Without any need to dwell on the conjuring tricks used and the pressures put on these institutions, let us admit that they were by no means embarrassed in doing it, by throwing to the winds the obligation of governance that was theirs to be very caring of their big unscrupulous clients.
And as recently noted by the International Monetary Fund: “low deposit growth is keeping public banks structurally illiquid, increasing banks’ recourse to CBT refinancing. Against this background, private sector credit growth remains modest, with its level well below potential.”
The prescription for overcoming this situation is to “swiftly complete the recapitalization of all public banks and ensure regulatory compliance throughout the restructuring period.”
This is besides modernizing the banking resolution framework, strengthening banking supervision and regulation, and introducing an effective bankruptcy law to support the resolution of nonperforming loans.
This is one of the major projects on which the government is working to raise funds for the recapitalization of three banks majority owned by the state, amounting to 1 billion dinars, according to the governor of the Central Bank.
The recapitalization of the “Société Tunisienne de Banque” alone will require 800 million dinars while the needs of the “Banque de l’Habitat” (BH) are estimated between 50 and 80 million dinars.

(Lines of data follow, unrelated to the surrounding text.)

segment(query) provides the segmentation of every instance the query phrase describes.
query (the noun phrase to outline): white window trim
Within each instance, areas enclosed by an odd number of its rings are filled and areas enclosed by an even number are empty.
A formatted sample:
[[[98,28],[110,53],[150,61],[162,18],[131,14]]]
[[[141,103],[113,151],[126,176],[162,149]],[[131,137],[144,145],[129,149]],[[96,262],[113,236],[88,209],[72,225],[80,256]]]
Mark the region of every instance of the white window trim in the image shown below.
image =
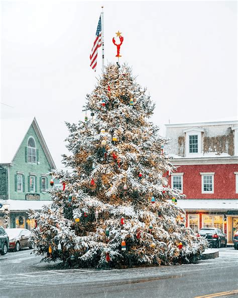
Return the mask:
[[[47,188],[46,188],[46,177],[42,176],[41,178],[41,192],[45,193],[45,192],[46,192],[46,190],[47,190]],[[45,190],[43,190],[43,189],[42,188],[42,185],[43,185],[42,179],[45,179],[45,185],[46,186],[46,189]]]
[[[22,183],[21,190],[18,190],[18,176],[21,176],[22,177]],[[22,174],[17,174],[17,189],[18,192],[23,192],[23,175]]]
[[[234,172],[235,175],[235,193],[238,193],[238,172]]]
[[[171,173],[171,189],[174,189],[174,176],[181,176],[181,190],[180,191],[180,193],[183,193],[183,174],[184,173]]]
[[[204,132],[204,130],[202,128],[190,128],[184,129],[183,132],[186,134],[186,156],[188,157],[194,157],[201,154],[201,139],[202,139],[202,132]],[[197,153],[190,153],[189,152],[189,136],[190,135],[197,135]]]
[[[208,172],[208,173],[200,173],[200,175],[201,175],[201,179],[202,179],[202,193],[214,193],[214,175],[215,174],[214,172]],[[205,191],[203,190],[204,188],[204,180],[203,180],[203,176],[211,176],[212,177],[212,190],[211,191]]]
[[[197,217],[198,217],[198,231],[197,233],[198,233],[199,230],[200,230],[200,214],[199,213],[188,213],[188,227],[189,228],[190,227],[190,220],[189,218],[189,216],[190,215],[197,215]]]
[[[221,216],[222,217],[222,231],[223,233],[224,233],[224,216],[223,214],[202,214],[202,229],[204,227],[204,217],[205,216],[212,216],[212,227],[211,227],[211,228],[214,228],[214,216]]]
[[[34,190],[31,190],[31,177],[34,177]],[[36,176],[34,175],[30,175],[30,192],[34,193],[36,192]]]
[[[36,145],[36,146],[35,147],[30,147],[30,146],[28,146],[28,141],[29,140],[29,139],[30,139],[31,138],[32,138],[34,139],[34,141],[35,142],[35,144]],[[31,164],[32,165],[36,165],[37,163],[37,153],[36,153],[36,140],[35,139],[35,138],[33,136],[30,135],[28,137],[28,138],[27,139],[27,163],[28,164]],[[36,150],[36,162],[35,163],[32,163],[32,162],[29,163],[29,162],[28,161],[28,148],[31,148],[32,149],[32,148],[35,149],[35,150]],[[32,156],[32,155],[31,156]]]

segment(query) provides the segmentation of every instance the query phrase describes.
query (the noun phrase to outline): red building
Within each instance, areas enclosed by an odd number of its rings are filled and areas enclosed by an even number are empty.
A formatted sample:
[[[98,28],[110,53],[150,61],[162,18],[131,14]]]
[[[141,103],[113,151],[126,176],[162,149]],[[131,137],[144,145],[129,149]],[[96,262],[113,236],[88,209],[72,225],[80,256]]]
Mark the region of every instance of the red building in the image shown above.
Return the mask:
[[[186,196],[178,204],[187,226],[219,228],[231,242],[238,231],[238,121],[166,127],[165,153],[177,167],[169,184]]]

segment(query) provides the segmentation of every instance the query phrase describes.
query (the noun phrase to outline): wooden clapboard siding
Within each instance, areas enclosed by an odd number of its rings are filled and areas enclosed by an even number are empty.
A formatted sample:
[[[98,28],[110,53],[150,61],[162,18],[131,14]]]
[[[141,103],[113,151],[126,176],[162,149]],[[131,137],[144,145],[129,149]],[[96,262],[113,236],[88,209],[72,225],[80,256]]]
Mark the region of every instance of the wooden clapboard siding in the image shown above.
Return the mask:
[[[33,137],[36,142],[39,164],[29,164],[26,162],[25,147],[27,147],[27,142],[30,136]],[[46,174],[50,170],[50,164],[41,145],[36,131],[33,125],[31,125],[15,156],[13,165],[10,167],[10,198],[17,200],[25,199],[25,194],[28,192],[28,176],[30,173],[32,173],[36,174],[36,177],[37,179],[37,189],[35,192],[40,193],[41,200],[49,200],[50,198],[48,193],[40,192],[40,179],[42,174]],[[22,172],[25,176],[25,191],[24,192],[18,192],[15,191],[15,175],[18,172]],[[50,181],[51,177],[48,176],[48,181]],[[50,185],[48,185],[48,187],[50,187]]]

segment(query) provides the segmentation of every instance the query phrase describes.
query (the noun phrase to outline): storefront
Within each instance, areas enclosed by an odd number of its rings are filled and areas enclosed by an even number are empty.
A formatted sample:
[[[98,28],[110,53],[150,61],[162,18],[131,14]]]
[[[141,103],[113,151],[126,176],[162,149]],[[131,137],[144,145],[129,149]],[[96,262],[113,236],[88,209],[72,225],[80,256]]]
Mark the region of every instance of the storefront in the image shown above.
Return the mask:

As for the “Banque Nationale Agricole” (BNA), its business plan has not yet been finalized, but its recapitalization would cost 270 million dinars.
Of all the scenarios considered and studied on the fate that would best suit the three public banks, the one that seems feasible is to keep their vocation in the state, that is to say, they would remain public with private governance.
That is certainly the conclusion of broker “Tunisie Valeurs” which believes that by doing so they will be able “to improve their competitiveness, underpin their brand awareness and facilitate access to future private strategic or technical partners.”
This means that the privatization of three banks is no longer considered, but sale operations of minority stakes to private partners are not excluded.
Some criticize the government for not doing this earlier to take the bull by the horns and start the project of recapitalization, which would have mitigated, as far as possible, the financial cost of the operation.
Yet, the state knew better than anyone that public banks were restive and refractory to any pressure to improve their management, internal organization or even their economic and financial performance.
Moreover, no public bank has implemented a rating system of its debtors. Accounting and risk management are also very poorly developed in public banks even if such functions are at the heart of good management of any bank.
In addition, the involvement of the state in the banking sector has introduced additional competitive distortions. Past recapitalization of public banks initiated by the state, without changing their governance structure had created distortions compared with other commercial banks.